Any statistical shortfall from 2011 corn production was filled in with some of the early harvested 2012 corn supply. Had additional bushels not been added to the 2011/12 old-crop end of the year supply, final 2011/12 end-stock levels would have more than likely fallen into the 600 Mil Bu “pipeline” range. That is an argument being advanced with the “proof” derived via an ad hoc mix of deductive reasoning, counter-intuitive observation and purely subjective judgment. It might be added that it also falls within USDA’s statistical margin of error. When you’re trying to get your arms around the production potential of a seasonal U.S. corn plant population that winds well upwards of 1.5 trillion plants it’s a tad challenging. I believe USDA does an admirable job given the extraordinary magnitude and complexity of the challenges they confront.
Now what compelling statistical evidence existed to induce such a presumed downward adjustment is unknown. It is important to keep in mind here that despite any internal recalibration of USDA’s 2011/12 corn supply baseline, it does not alter by a single iota the core challenge the numbers present - the market has been re-directed with the paramount task of ensuring corn demand is rationed. The mechanism of which is elevated price levels. Moreover, at this juncture not only is there an evident need for price to ration demand, but the necessity has exponentially increased. Though the time-frame in which to accomplish the job is now shorter, it is likely to be accomplished sooner, rather than later.
It is also worth noting, that during years of tight corn stocks, sorghum assumes increased importance as a supplementary source of feed stock. Despite larger sorghum production in 2012, that supply will not provide any meaningful relief to the overall level of demand rationing required. In the Grain Stocks report USDA trimmed end-stock levels 4 Mil Bu to 23 Mil Bu. As with corn, the overall sorghum S&D balance sheet remains tight as a drum.

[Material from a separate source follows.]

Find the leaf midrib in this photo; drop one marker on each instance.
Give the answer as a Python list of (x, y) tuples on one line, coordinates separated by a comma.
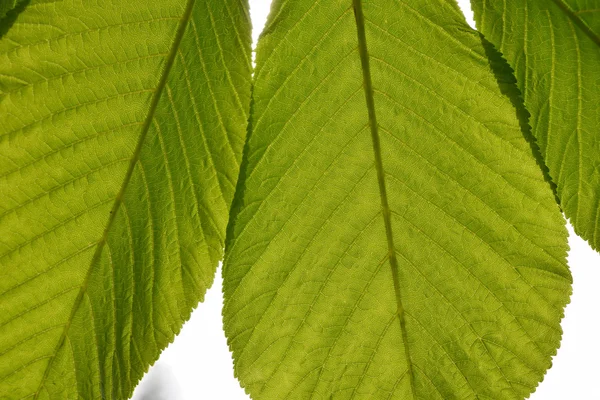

Closure on corn supply for the 2012/13 marketing year, for all intents and purposes, will be had with the USDA/NASS release of the Crop Production report on Thursday, October 11, 2012. Significant wildcards will be dealt on the supply-side of the table as USDA updates planted and harvested acreage and tweaks yield, as well. Taken together, the projected size of the corn crop is due to change. Filtering through the variables, USDA has had a much better handle on the size of the crop than they’ve been credited.
The S&D profile for corn detailed in the October WASDE report also released on October 11th will incorporate the new 998 Mil Bu “Beginning Stocks” carry-in. The idea that the “wildcards” on the supply-side will be flipped bearish may prove to be as misplaced as that of the trades concern about the negative impact of the intermingling of separate crop years.
For producer’s still retaining ownership on 2012 corn production, known fundamentals should lift front-month corn futures – either December or March contracts - into the vicinity of $8/Bu. Additional upside potential exists if a tenuous and dynamic world wheat S&D profile is further animated by either man or naturally created supply crimps. In the near-term, the market has been supplied with enough price constructive input to keep the bears at bay. That is a situation that holds more potential than not of persisting past the October 11th USDA crop reports.